Abbiamo assistito a un aumento dei prezzi delle materie prime alla vigilia dell’invasione dell’Ucraina da parte della Russia. Dopo l’invasione, il petrolio e i prodotti alimentari hanno evidenziato un ulteriore rincaro. Il prezzo del greggio nel terzo trimestre 2022 scambiava tra circa i 90 e i 110 dollari al barile. Guardando al futuro, via via che gli investitori inizieranno a considerare la potenziale distruzione della domanda causata dal rallentamento economico, riteniamo che il prezzo del petrolio non sarà necessariamente destinato ad aumentare in misura significativa rispetto ai livelli attuali. Tuttavia, teniamo a sottolineare che questo scenario presenta dei rischi, alla luce del fatto che la Russia potrebbe interrompere le forniture di petrolio o di gas naturale questo inverno, generando un nuovo balzo dei prezzi delle materie prime. Il nostro scenario di base prevede quindi una pressione minore sull’aumento dei prezzi. Tuttavia, non possiamo escludere che l’incertezza persistente a un certo punto possa far salire i prezzi.

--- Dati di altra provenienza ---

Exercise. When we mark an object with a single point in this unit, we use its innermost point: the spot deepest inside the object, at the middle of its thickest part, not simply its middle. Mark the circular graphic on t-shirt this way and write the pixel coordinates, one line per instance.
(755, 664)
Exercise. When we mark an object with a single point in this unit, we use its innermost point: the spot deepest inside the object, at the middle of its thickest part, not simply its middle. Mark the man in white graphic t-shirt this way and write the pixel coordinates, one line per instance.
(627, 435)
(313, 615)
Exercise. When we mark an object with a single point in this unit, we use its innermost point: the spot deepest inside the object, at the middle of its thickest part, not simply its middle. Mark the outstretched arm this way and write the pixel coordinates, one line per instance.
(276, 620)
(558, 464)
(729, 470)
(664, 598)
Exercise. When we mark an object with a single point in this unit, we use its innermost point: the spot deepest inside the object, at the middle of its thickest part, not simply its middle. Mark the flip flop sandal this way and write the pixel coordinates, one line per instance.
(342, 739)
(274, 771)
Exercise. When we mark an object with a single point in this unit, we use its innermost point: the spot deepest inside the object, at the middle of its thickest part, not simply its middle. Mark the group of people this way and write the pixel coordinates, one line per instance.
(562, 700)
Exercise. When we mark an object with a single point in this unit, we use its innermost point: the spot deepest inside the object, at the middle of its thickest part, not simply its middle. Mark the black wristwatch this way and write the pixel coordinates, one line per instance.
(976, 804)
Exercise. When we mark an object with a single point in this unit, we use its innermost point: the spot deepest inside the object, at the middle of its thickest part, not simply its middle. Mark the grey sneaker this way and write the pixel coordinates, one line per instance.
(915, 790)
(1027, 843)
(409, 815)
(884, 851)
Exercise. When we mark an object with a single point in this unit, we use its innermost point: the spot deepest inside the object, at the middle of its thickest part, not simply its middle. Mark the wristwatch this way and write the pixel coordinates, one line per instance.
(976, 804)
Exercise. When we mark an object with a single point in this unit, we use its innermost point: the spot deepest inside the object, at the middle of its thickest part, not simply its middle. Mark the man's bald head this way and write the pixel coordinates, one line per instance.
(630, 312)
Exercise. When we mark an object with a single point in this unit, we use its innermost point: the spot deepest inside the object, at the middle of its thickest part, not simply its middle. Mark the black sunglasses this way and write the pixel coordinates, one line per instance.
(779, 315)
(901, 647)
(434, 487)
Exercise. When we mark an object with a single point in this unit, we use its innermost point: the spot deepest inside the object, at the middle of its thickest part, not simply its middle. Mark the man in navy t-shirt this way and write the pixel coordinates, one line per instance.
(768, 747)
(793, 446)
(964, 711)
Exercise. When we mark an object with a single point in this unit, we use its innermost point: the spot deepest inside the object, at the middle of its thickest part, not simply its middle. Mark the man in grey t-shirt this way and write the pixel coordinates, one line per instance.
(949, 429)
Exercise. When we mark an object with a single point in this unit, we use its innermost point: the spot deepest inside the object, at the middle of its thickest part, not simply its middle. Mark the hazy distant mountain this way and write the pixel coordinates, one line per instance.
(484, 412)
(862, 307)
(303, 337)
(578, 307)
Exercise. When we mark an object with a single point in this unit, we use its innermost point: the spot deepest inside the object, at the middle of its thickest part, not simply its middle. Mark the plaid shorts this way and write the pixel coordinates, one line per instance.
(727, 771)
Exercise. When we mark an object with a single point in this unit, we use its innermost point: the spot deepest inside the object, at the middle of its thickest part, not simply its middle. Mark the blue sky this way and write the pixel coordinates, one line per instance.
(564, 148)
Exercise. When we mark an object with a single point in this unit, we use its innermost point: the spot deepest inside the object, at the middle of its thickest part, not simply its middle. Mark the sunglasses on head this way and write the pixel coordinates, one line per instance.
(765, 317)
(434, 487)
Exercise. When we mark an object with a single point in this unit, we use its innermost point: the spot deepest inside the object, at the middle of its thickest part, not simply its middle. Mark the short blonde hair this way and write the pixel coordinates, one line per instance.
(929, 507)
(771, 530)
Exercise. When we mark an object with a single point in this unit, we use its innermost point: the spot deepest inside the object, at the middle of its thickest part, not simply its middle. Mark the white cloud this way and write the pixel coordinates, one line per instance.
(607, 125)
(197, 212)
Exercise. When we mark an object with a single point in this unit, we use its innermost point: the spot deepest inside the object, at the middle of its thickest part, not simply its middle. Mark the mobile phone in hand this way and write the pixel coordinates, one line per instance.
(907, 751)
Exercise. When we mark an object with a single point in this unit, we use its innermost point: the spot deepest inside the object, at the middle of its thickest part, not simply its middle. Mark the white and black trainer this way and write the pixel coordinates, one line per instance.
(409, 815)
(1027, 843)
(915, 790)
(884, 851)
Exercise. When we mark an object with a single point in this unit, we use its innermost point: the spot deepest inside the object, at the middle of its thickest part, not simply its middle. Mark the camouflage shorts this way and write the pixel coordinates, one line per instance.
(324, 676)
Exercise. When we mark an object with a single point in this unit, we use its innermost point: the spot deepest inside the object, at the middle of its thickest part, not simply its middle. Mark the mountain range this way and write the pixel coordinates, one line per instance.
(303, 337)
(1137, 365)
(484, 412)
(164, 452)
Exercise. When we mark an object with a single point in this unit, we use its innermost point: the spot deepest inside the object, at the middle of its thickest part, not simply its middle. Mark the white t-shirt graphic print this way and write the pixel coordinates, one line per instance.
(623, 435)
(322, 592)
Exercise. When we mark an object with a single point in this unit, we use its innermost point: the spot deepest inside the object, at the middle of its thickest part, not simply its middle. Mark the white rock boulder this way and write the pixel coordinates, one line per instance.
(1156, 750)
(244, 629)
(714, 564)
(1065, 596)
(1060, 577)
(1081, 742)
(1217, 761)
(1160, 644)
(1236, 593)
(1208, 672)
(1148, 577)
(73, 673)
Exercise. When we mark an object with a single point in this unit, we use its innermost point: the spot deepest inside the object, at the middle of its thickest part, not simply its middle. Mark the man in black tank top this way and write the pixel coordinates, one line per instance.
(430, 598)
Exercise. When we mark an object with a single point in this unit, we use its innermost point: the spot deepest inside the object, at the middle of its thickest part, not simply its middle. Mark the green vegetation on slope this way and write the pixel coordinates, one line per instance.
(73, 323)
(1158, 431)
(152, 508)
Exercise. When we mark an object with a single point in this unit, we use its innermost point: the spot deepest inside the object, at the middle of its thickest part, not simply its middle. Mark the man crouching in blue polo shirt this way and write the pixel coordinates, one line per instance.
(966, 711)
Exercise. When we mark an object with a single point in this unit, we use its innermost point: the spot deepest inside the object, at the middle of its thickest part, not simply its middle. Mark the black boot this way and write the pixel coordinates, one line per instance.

Il conflitto in Ucraina, infatti, è ancora in pieno svolgimento. Con l’arrivo dell’inverno, soprattutto in Europa, sorgeranno timori sulle effettive capacità di approvvigionamento di gas naturale nel continente e, di conseguenza, del mantenimento dei livelli di produzione industriale, garantendo la redditività di alcune aziende europee. Le molteplici ripercussioni, politiche ed economiche, della guerra sembrano pertanto destinate a durare.
Asset allocation: opportunità nell’azionario americano
I titoli azionari hanno assistito a una prima metà dell’anno difficile, seguita poi da un recente rally estivo, ma non prevediamo un recupero delle perdite da parte dei mercati entro la fine dell’anno. Questo, però, può offrire opportunità agli investitori. Riteniamo che le azioni statunitensi abbiano potenziale, poiché l’economia americana è più autosufficiente di quella della maggior parte dei Paesi europei o dei mercati emergenti. Inoltre, le aziende americane sono incentivate non solo a sviluppare prodotti più sostenibili – ad esempio i veicoli elettrici – ma anche a rifornirsi di componenti a livello nazionale, incoraggiando così il re-shoring che sosterrà la crescita economica. Per quanto riguarda il reddito fisso, privilegiamo le obbligazioni di qualità superiore, che ci aspettiamo siano meno influenzate dall’incertezza del mercato.